Mongkut spent much of his time with missionaries and traders. He got to be fluent in English, and learned Western science and Christian theology. He liked the rationality of Christian ethics, but thought its supernatural doctrines were absurd. He was close friends with a Catholic vicar, to whom he said “What you teach people to do is admirable, but what you teach them to believe is foolish.”

Buddhism should be rational and scientific, he thought. Everyone in Siam thought the earth was flat. That was bogus. Western science convinced Mongkut that it was round. His opinion was, the Siamese needed to know that. He worked hard, through the rest of his life, to convince them.

Buddhist texts are very clear on the flatness of the earth. Here Mongkut established a fundamental principle of modern Buddhism: scripture trumps tradition, but science trumps scripture.

Mongkut had another opinion. Scripture said you had to practice vipassana to reach nirvana. Unfortunately, no one at that time knew how. He thought that was bogus. He seems to have encouraged his students to find out.

It’s good to be king

Mongkut became king, and disrobed, in 1851. He was not a dilly-dallier. He acquired hundreds of concubines, as quickly as possible. Being a monk is the way to nirvana, but if you are stuck being king instead, the job has its consolations.

Mongkut was brought to power by the pro-Western, modernist faction of the Siamese elite. He was not a dilly-dallier. He set out to modernize the country as fast as he could.

Siam was caught between two colonial powers: the British dominated Burma, Siam’s western neighbor; the French dominated Laos and Cambodia, to Siam’s north and east. Both wanted Siam, and would take it if they could.

Mongkut played the two off against each other; but he recognized that, in the worst case, Siam would be better off under British rule. The British, unlike the French, had gotten a bit squeamish about colonialism. To justify it, they had to pretend it was moral; a way of uplifting the lives of primitive natives who lacked the benefits of the modern world: the scientific worldview, industrial technology, a bureaucratic government, and a proper religion.

So Mongkut’s strategy was to allow British influence in Siam, but to try to show them that it was a modern country—and therefore could not be colonized. (This is a main theme in The King and I and Anna and the King of Siam.)

He imported British teachers to educate Siamese in Western ideas. He signed a free trade treaty with Britain, resulting in dramatic increases in commerce. He built modern infrastructure and began to industrialize. (For this he is apparently known as “The Father of Science and Technology” in Thailand.) He started to transform a feudal kingdom into a European-style nation-state. He increased state control over the Sangha, and promoted the reforms of Buddhism that would make it look like an acceptable “world religion” to the British.

Dying for Science

Theoretically, Mongkut was an absolute monarch, but in reality his power was limited by the traditionalist factions of the aristocracy and institutional Sangha.

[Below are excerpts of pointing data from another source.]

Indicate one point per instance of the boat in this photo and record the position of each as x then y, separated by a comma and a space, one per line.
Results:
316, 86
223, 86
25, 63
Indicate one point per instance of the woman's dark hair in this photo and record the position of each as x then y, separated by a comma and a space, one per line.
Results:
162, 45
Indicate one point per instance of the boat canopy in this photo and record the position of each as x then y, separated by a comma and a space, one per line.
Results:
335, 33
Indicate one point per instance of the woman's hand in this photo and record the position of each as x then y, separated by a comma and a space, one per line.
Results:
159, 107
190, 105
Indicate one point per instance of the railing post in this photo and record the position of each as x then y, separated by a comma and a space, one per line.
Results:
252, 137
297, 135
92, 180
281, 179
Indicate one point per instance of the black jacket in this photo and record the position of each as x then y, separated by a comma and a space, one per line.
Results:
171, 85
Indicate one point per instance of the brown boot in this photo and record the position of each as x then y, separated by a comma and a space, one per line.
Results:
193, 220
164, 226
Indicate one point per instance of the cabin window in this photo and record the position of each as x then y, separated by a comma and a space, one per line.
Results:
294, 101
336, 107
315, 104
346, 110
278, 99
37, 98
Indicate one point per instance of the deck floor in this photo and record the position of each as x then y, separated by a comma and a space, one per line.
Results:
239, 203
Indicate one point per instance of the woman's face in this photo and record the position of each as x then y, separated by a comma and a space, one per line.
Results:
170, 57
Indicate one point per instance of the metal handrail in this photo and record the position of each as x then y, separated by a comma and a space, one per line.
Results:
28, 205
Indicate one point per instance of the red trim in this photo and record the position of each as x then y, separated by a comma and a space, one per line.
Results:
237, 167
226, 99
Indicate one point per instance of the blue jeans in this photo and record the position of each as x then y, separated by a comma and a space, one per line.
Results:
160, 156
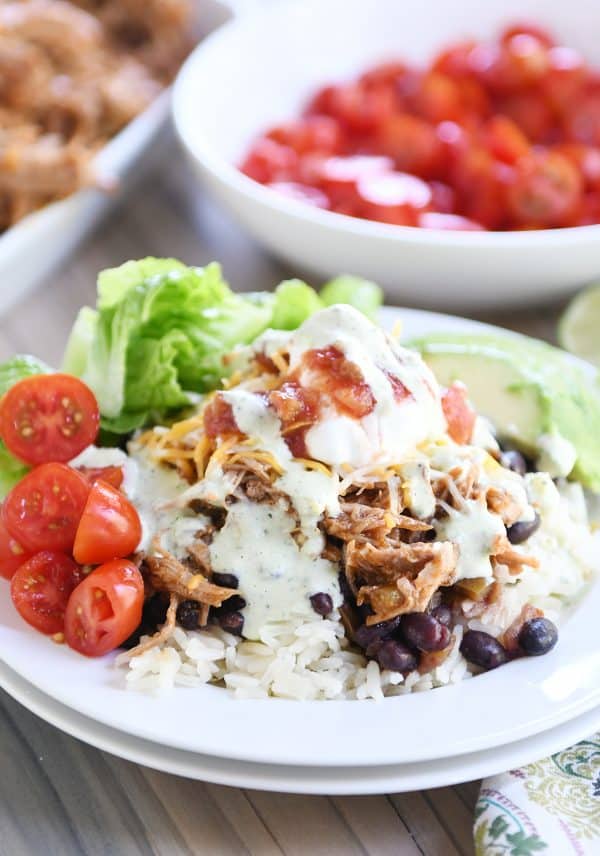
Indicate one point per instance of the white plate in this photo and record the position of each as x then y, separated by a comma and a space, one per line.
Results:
302, 45
521, 699
305, 780
35, 245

In 1868, Mongkut used Western astronomy to calculate the exact time and place of a solar eclipse. He travelled there, with court officials, to demonstrate that “Science Works, Bitches”—and the “Buddhist” methods used by the powerful court astrologers don’t.

His calculations proved right; the astrologers were wrong. But, unfortunately, he got malaria on the trip, and died.

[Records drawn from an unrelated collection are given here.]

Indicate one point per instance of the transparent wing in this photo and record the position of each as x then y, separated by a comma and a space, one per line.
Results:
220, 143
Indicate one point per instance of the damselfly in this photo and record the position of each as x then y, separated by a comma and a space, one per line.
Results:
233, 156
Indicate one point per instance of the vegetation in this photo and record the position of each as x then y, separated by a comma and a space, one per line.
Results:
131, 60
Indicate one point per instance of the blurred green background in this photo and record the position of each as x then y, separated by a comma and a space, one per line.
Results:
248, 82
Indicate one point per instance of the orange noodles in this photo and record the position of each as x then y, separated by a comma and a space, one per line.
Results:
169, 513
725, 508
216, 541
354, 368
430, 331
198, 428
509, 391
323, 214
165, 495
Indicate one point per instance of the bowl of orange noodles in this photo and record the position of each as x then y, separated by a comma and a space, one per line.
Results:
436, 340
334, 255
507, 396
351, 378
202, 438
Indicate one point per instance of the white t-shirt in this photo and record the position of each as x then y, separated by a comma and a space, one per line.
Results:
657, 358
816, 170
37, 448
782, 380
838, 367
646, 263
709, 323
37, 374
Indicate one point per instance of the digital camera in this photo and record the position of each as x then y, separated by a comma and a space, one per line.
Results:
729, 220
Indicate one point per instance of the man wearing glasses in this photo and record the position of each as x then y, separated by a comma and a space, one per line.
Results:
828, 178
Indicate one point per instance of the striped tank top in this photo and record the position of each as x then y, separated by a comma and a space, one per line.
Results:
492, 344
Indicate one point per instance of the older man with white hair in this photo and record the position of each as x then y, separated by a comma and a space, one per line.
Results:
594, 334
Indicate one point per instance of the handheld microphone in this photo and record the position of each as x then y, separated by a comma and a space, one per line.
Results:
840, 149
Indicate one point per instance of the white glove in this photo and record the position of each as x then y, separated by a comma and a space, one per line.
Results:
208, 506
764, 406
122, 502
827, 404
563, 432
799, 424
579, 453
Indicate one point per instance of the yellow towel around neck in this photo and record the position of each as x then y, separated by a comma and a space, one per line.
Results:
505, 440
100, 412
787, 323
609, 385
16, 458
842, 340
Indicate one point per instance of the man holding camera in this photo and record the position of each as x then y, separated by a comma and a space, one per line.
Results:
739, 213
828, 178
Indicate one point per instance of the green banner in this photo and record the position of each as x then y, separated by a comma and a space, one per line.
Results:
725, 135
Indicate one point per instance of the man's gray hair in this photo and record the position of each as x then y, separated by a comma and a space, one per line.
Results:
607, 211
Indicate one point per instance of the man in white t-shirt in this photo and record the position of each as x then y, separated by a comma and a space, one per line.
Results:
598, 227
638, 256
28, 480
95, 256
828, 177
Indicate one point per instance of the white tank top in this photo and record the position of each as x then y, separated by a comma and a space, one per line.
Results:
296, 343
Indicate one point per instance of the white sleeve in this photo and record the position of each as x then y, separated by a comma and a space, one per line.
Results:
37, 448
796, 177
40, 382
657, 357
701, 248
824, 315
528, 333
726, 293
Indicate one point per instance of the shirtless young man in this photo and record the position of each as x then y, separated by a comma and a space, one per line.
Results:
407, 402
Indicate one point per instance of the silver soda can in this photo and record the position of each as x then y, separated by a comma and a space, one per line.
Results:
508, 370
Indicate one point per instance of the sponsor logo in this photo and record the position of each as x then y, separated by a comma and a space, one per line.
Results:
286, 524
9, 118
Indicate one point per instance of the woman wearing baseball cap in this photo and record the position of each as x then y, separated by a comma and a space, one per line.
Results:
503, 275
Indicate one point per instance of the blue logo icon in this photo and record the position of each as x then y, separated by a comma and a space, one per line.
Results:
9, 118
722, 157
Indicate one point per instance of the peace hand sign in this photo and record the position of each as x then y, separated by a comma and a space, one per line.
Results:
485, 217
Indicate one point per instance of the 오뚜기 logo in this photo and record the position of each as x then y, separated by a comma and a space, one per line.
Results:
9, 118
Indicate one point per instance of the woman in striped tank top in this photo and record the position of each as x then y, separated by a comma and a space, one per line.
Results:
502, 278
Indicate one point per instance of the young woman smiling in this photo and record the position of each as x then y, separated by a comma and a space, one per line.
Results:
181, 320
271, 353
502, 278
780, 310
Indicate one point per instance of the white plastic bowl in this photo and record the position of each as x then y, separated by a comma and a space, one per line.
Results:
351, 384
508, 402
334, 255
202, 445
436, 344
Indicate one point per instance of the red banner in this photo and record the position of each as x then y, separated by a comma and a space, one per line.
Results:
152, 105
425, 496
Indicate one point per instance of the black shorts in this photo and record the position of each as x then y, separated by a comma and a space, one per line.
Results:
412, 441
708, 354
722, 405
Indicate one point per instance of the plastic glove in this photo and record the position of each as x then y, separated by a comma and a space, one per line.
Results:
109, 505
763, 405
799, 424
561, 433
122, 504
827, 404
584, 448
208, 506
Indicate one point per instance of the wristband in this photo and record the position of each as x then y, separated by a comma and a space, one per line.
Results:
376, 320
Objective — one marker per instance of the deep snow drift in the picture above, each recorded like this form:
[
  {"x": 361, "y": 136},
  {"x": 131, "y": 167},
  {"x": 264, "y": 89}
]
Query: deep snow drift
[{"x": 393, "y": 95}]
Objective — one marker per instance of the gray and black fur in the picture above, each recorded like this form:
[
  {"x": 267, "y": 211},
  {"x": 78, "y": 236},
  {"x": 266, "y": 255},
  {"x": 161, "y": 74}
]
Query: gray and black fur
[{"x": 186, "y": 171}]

His oldest son Chulalongkorn was king next. Chulalongkorn reigned until 1910, and completed most of Mongkut’s modernization program. (The movies are about the relationship between Mongkut and Anna Leonowens, the English school teacher he hired to tutor his children. In the films, Leonownes’ liberal political teachings significantly influence Chulalongkorn’s ideas about right government. Historians are unsure whether that’s true.)

Mongkut’s strategy worked. Siam was one of the very few Asian countries to escape colonization.

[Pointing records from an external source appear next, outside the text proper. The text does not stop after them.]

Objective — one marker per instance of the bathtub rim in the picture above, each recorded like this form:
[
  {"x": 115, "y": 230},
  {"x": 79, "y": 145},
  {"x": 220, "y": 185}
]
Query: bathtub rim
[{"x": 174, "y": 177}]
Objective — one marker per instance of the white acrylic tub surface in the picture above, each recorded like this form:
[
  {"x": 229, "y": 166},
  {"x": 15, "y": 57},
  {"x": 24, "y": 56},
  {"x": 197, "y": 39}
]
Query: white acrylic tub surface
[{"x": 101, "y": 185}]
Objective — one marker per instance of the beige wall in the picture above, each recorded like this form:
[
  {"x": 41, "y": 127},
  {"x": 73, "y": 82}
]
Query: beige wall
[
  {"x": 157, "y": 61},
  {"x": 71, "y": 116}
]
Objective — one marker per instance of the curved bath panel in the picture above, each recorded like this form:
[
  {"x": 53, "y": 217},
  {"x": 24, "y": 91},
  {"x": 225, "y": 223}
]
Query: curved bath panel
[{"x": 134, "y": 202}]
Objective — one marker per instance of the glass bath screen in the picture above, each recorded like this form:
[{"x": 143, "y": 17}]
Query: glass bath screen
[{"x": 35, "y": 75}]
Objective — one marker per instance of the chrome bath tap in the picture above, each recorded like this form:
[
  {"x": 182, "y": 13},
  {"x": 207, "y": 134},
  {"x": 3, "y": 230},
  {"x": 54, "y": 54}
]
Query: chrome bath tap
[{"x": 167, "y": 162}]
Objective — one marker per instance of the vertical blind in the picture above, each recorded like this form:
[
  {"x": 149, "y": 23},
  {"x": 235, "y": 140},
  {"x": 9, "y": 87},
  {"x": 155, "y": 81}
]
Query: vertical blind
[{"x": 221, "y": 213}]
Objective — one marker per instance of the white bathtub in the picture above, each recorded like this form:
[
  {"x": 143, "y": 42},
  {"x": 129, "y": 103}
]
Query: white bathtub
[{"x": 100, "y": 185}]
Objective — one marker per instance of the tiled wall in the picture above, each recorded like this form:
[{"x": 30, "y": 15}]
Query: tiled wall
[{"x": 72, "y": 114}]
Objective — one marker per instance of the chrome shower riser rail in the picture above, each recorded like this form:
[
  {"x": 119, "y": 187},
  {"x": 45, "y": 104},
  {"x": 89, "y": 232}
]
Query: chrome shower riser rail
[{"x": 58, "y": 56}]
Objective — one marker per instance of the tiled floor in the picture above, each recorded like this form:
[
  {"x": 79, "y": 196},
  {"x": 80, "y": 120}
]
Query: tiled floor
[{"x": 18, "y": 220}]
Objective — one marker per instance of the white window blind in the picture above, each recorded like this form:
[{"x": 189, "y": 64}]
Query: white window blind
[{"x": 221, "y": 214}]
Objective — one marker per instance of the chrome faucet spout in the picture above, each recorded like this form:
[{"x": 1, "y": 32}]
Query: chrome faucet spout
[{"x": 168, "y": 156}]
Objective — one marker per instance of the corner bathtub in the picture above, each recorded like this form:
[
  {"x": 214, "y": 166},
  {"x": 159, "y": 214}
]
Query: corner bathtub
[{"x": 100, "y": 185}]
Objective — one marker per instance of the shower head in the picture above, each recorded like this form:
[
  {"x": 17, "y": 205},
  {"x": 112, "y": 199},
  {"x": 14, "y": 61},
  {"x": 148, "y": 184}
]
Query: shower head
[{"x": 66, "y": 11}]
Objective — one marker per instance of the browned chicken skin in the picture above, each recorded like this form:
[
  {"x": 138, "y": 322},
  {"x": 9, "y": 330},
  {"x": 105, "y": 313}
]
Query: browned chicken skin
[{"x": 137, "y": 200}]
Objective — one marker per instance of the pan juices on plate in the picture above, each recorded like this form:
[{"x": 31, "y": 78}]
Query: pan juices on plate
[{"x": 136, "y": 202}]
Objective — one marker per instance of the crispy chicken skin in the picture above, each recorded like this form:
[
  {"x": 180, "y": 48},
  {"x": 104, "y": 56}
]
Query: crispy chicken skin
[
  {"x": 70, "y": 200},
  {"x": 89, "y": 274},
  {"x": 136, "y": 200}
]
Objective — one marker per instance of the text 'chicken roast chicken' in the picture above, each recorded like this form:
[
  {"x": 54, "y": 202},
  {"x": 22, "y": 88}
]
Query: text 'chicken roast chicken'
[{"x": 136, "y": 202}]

Mongkut’s legacy: “Western Buddhism”

Mongkut’s reform of Buddhism is a classic case of the pattern of modernizations I’ve explained in my previous few posts:

Current “Consensus Buddhism” is based more on Thai Theravada than any other Buddhist source. That means that Mongkut’s transformation of traditional Siamese folk beliefs into a modern world religion is the most important example of the themes I’ve been writing about.